The army also gave the assurance that Ms Yingluck, who is in detention, is being treated well. Army chief General Prayuth Chan-ocha is “a gentleman and an army officer’’ and had ordered that as a former leader of the country, Ms Yingluck must be well looked after, Colonel Werachon said.
When asked about the namel list, he said “those involved directly with the conflict will be detained; those that are not directly linked, will be under observation and have to report to officials if they want to move around’'.
”We have to give them some time to think over their actions. After that they will become more relaxed.. and they will think about what they can do which is best for the country and themselves.’’
“Detention has a negative meaning, I don’t deny that, but we are looking after them very well, providing them with good facilities’’ he maintained.
But he said those detained including Ms Yingluck were being held incommunicado with their mobile phones taken away.
”We want to seek a common understanding’’ he said. “We want to change their perceptions, to not be self centred and see or hear only what they want.

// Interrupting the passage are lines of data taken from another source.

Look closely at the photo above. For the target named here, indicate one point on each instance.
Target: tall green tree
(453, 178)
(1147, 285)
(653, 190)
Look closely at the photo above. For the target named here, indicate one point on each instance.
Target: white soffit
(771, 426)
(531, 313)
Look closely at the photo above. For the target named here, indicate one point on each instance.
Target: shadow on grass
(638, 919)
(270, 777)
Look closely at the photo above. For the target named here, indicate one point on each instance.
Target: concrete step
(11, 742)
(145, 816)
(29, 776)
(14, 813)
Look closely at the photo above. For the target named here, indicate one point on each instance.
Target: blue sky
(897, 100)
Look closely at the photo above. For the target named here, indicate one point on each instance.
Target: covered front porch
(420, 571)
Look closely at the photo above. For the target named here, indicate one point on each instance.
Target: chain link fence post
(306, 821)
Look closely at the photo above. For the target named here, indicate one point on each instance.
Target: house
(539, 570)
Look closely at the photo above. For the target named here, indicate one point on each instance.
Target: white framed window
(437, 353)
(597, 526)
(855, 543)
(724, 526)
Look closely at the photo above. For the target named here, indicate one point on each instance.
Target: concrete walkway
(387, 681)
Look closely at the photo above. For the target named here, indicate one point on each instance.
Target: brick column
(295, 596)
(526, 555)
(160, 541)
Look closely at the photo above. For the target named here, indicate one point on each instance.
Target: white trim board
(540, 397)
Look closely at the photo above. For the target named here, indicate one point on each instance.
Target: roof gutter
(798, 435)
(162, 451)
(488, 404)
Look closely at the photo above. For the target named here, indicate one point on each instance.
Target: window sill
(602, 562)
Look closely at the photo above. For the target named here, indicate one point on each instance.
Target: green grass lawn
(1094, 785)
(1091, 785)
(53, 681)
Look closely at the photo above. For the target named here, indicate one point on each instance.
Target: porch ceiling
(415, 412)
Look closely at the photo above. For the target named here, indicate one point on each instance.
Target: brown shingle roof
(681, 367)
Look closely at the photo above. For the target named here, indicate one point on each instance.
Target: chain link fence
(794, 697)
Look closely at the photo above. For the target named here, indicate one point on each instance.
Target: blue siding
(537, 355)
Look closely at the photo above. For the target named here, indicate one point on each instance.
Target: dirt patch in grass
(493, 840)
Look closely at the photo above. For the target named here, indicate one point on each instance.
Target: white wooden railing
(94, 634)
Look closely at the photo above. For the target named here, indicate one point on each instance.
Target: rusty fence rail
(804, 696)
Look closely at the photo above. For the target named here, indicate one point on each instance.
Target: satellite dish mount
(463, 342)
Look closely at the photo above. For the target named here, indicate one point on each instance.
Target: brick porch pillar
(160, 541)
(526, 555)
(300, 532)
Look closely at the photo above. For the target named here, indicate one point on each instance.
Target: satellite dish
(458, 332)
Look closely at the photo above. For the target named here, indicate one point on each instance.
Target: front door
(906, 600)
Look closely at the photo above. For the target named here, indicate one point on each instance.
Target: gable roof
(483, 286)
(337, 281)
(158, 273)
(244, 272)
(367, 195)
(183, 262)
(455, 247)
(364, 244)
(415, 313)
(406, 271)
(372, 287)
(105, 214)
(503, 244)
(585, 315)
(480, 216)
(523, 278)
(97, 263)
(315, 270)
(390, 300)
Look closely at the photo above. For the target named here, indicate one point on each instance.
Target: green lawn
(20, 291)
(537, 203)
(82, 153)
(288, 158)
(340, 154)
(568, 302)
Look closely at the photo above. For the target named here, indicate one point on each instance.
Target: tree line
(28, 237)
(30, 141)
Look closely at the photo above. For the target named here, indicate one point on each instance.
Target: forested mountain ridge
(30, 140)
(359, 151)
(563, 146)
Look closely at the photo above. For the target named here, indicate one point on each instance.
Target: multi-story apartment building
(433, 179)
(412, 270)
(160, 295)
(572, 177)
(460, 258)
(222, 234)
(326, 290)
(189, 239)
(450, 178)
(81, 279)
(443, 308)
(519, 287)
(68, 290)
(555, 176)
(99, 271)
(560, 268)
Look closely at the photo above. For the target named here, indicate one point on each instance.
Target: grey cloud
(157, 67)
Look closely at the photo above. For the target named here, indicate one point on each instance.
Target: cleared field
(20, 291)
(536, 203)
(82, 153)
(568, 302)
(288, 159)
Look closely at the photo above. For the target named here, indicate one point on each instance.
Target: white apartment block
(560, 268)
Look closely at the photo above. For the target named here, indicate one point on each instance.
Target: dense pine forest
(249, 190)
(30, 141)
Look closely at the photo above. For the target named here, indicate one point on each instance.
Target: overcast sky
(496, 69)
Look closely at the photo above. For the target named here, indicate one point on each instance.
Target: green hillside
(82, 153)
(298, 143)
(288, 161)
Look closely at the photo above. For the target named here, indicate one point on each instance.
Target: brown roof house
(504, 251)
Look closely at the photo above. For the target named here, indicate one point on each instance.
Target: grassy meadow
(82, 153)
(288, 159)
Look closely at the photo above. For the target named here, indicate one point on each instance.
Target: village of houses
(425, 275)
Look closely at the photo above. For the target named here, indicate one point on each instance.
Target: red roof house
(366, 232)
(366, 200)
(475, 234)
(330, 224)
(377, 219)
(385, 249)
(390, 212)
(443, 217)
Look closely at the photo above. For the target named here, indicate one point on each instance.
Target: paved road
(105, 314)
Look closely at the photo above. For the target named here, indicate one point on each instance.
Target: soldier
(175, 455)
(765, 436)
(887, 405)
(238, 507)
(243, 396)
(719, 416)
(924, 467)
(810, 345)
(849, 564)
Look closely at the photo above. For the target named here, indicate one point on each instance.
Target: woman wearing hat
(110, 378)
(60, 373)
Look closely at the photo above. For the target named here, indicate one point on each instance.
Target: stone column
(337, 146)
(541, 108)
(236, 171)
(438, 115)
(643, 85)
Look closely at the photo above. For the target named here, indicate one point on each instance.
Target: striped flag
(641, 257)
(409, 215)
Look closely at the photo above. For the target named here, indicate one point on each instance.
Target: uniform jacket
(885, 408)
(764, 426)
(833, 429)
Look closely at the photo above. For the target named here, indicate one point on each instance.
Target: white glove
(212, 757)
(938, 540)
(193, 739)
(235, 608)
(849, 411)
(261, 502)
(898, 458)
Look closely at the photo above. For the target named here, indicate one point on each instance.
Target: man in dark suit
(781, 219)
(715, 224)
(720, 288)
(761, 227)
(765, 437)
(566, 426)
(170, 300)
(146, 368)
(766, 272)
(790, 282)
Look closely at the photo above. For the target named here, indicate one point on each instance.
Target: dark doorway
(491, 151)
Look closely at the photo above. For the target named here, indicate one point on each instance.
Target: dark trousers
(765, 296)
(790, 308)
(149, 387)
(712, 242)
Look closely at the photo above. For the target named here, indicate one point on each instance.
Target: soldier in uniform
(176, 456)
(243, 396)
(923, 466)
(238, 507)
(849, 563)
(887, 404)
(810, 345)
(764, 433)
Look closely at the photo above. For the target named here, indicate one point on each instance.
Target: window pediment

They have to listen to other people, to think about the country as a whole.’’
A local non-government organisation on Saturday contacted The Straits Times, saying many people on the army's list were worried and did not know whether to report or ''run away'' and go underground.
Colonel Werachon also told reporters that alleged militant “red shirts’’ against the coup d’etat that ousted the previous caretaker government are being raided and arrested. A ''signifcant amount of weapons'' had been recovered, he said.
On Friday, some 200 troops reportedly raided a rented apartment building in Khon Kaen and arrested 21 alleged militant red shirts.
Meanwhile resistance to the coup has emerged from small groups in Bangkok.
Resistance to the coup d’etat from small groups in Bangkok, meanwhile, is gathering pace. On Saturday morning, some 200 people staged a noisy protest shouting slogans against the army, and faced off with soldiers. Another similar protest is scheduled later in the day.
After the coup was declared on Thursday, the military banned gatherings of more than five people.
A protest on Friday evening ended with scuffles and five people were detained but later released.
The military regime has said it will allow most TV networks to resume regular programming on Saturday after two days of suspension – but under the army’s supervision.
Separately, Mr Robert Amsterdam, a lawyer for former premier Thaksin Shinawatra – Ms Yingluck’s billionaire brother – has been quoted in reports saying that Thaksin was considering setting up a government in exile, and was looking for a friendly country to host it.